The delays caused by the backlog in deliveries have been particularly disruptive to companies that operate with small inventories and rely on “just in time” shipments to fill orders. To avoid that pitfall, some companies are ordering extra supplies and components as a precaution, increasing the strain on the distribution system.
Another factor: Concerns about the spread of COVID-19 and its variants have made it harder for trucks to cross borders. A report Monday by Moody’s Analytics said the differences among countries’ efforts to control the coronavirus have gummed up the movement of transportation workers at ports and other freight hubs, contributing to a problem that will get worse before it gets better.
And it’s not easy to restart factories after they’ve been shut down to stem surges in coronavirus cases. Raw materials back up, and it can take weeks to restart production, Vyas said.
“The supply chain is a system,” he said. “When you create shocks from the supply to the demand side and that continues to happen, the system isn’t getting enough time to reset and recalibrate.”
How is this affecting me?
Prices are higher for many things. The shortages and the heavy demand for shipping have combined to cause freight costs to skyrocket; the cost to move a container from China to the U.S. West Coast is four times what it was a year ago, and more than 10 times what it was before the pandemic.
Manufacturers have passed their higher costs on to consumers, though that hasn’t seemed to stem the demand for goods, Vyas said. The increase is hitting not just the teak furniture you bought, imported from Indonesia, but also the running shoes and dress shirts you bought from a local retailer.
Goods are taking longer to arrive. Handfield said he realized this summer that he needed a new refrigerator, so he ordered one in August. It’s not due until December. Some retailers are urging consumers to buy their holiday gifts now, while there’s still plenty of time for them to be delivered.

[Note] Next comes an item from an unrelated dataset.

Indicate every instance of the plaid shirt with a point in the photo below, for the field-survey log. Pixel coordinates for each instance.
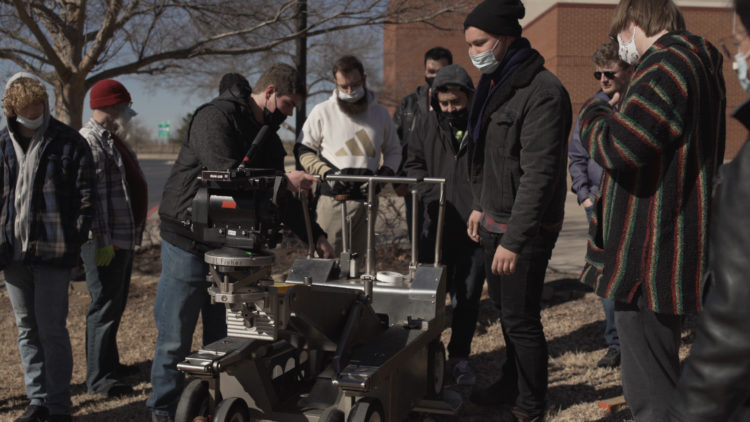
(61, 204)
(114, 223)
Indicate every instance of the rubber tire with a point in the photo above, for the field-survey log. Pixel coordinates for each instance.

Some items are becoming harder to find. Although we’re not seeing as many empty store shelves as we did in the early days of the pandemic, shortages are cropping up in unexpected places. For example, printers, game consoles and rental cars are harder to come by, all thanks to the semiconductor drought.

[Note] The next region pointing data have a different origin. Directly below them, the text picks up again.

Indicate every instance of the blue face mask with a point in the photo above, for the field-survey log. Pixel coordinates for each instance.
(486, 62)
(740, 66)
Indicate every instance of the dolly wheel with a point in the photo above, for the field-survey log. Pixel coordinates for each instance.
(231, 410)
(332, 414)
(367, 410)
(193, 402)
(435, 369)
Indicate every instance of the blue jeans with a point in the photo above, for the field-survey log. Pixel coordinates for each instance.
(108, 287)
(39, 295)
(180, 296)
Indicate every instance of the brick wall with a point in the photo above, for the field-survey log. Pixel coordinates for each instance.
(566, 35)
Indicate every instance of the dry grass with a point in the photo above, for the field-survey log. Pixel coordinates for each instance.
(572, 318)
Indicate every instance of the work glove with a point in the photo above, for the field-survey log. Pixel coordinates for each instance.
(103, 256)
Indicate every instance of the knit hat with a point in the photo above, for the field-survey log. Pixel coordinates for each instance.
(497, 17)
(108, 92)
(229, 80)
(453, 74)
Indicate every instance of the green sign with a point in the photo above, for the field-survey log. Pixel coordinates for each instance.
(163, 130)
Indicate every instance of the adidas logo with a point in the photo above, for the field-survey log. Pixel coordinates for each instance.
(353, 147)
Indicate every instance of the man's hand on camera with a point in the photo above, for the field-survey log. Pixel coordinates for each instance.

More price inflation is expected. “You have this constant pressure of not having enough resources, strong demand,” Vyas said.
How long will it last?
Experts say it will take a while — maybe six months, maybe more than a year — before the supply chain can work its way through the backlog.
“We have these orders coming in, we can’t work them off because we’re facing these labor shortages,” DeHoratius said. “Unless they stop coming in, it doesn’t allow us the time to get it through.”
Some companies have even tried to hedge their bets by placing multiple orders for the same products from different factories. But that still requires shipping capacity to get the products to store shelves on time.
How will this be resolved? Some economists argue that the convulsions in the shipping market will encourage U.S. manufacturers to shift more of their outsourced work from Asia to Mexico. But that’s a long-term fix. In the near term, experts say that repairing the supply chain will require addressing every part of it and not focusing on just one part of the process.
For example, factory employees who work on manufacturing and raw materials processing need to be vaccinated to stop outbreaks.
Ports need to expand hours so that more containers can be offloaded. The Biden administration announced a move in that direction Wednesday, saying the Port of Los Angeles would start operating around the clock, similar to moves made at the Port of Long Beach.
Vyas likened the supply chain to a symphony, in which every piece must play its position for the whole ensemble to be successful.
“We’re doing this in a silo — one touch point at a time — rather than as a system,” he said. “It needs to balance this out.”